The spillway gates lift upward, allowing the water from the bottom to flow from the lake, not from the surface where the salvinia grows.
Lowering the lake in this manner leaves salvinia floating on top and not flowing over the spillway. It creates isolated pockets of the stuff that now cannot be reached to spray. It leaves the salvinia that was trapped in the cypress breaks, still trapped in the cypress breaks. The salvinia that gets stranded along the exposed lake banks does not die it just lays there until the water level returns.
There are those of us who believe that creating a current in the lake is the correct approach, but not from the bottom of the lake. The current has to be created at the surface level in order to carry the salvinia over the spillway. To do this, the lake has to be brought up above its normal level and then allowed to flow over the spillway.
This is a cheap, easy, and we believe an effective way to control the growth.Simply sand-bag the spillway bringing the lake level up 2-ft. Then remove the sand-bags allowing the water to flow over the spillway carrying the salvinia away. This should be a continous process throughout the year.

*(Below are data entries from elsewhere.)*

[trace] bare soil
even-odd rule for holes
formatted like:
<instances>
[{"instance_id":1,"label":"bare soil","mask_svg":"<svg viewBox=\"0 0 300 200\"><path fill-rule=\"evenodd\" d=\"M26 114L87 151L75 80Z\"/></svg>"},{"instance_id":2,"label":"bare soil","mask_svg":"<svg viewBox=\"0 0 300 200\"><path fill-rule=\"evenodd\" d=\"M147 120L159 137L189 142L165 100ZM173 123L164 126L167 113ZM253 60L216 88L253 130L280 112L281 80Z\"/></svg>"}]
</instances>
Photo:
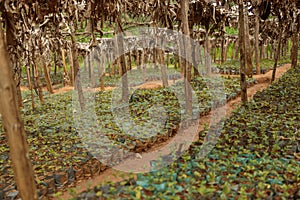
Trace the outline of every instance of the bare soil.
<instances>
[{"instance_id":1,"label":"bare soil","mask_svg":"<svg viewBox=\"0 0 300 200\"><path fill-rule=\"evenodd\" d=\"M286 64L283 65L282 67L277 68L276 72L276 80L278 80L285 72L287 72L290 69L291 65ZM226 75L228 76L228 75ZM251 87L248 88L247 90L247 96L248 99L252 99L254 94L258 91L262 91L265 88L267 88L270 83L271 83L271 77L272 77L272 71L267 72L266 74L261 74L261 75L254 75L253 76L257 80L257 84L252 85ZM161 81L153 81L151 83L143 84L143 88L159 88L161 87ZM56 92L63 92L63 91L69 91L71 88L66 88L62 90L57 90ZM112 88L109 88L112 89ZM187 135L190 136L191 140L196 141L198 138L198 134L190 134L192 133L198 133L204 129L204 127L207 124L211 123L212 115L214 113L217 113L218 110L226 109L226 116L229 116L231 112L241 103L241 97L238 96L237 98L230 100L224 107L217 108L216 110L210 112L208 115L201 117L197 124L190 124L189 127L187 127L185 130L183 130L182 134L179 134L177 137L172 138L170 141L163 142L156 146L155 148L151 148L150 152L145 152L141 155L136 156L135 158L131 158L131 160L127 160L126 163L122 166L122 164L118 167L122 169L123 171L126 171L124 169L132 168L134 167L135 169L138 170L149 170L149 162L153 160L153 158L157 157L158 154L165 155L165 153L168 153L170 151L168 144L174 143L173 140L186 140ZM196 127L196 130L195 130ZM163 148L161 148L163 147ZM168 147L168 148L165 148ZM188 147L185 147L188 148ZM146 166L146 167L145 167ZM106 182L119 182L125 179L128 179L130 177L135 177L134 173L129 173L129 172L123 172L119 171L116 169L109 168L102 172L98 176L92 177L90 180L82 180L77 182L77 186L74 188L77 193L81 193L84 190L89 188L93 188L101 183L106 183ZM68 199L71 198L72 196L65 191L59 199Z\"/></svg>"}]
</instances>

Raising the water level would also enhance the flow of the salvinia from the trapped cypress breaks. A cypress tree's trunk is much smaller above the water line. By forcing the large root base below the water's surface, you have now created more space between the cypress trees that would allow more of the salvinia to flow freely with the wind and current.
A simple and we believe an effective approach to controlling this plant. The truth is that the salvinia in Lake Bistineau will never be eradicated, but it can be controlled in this cost effective manner.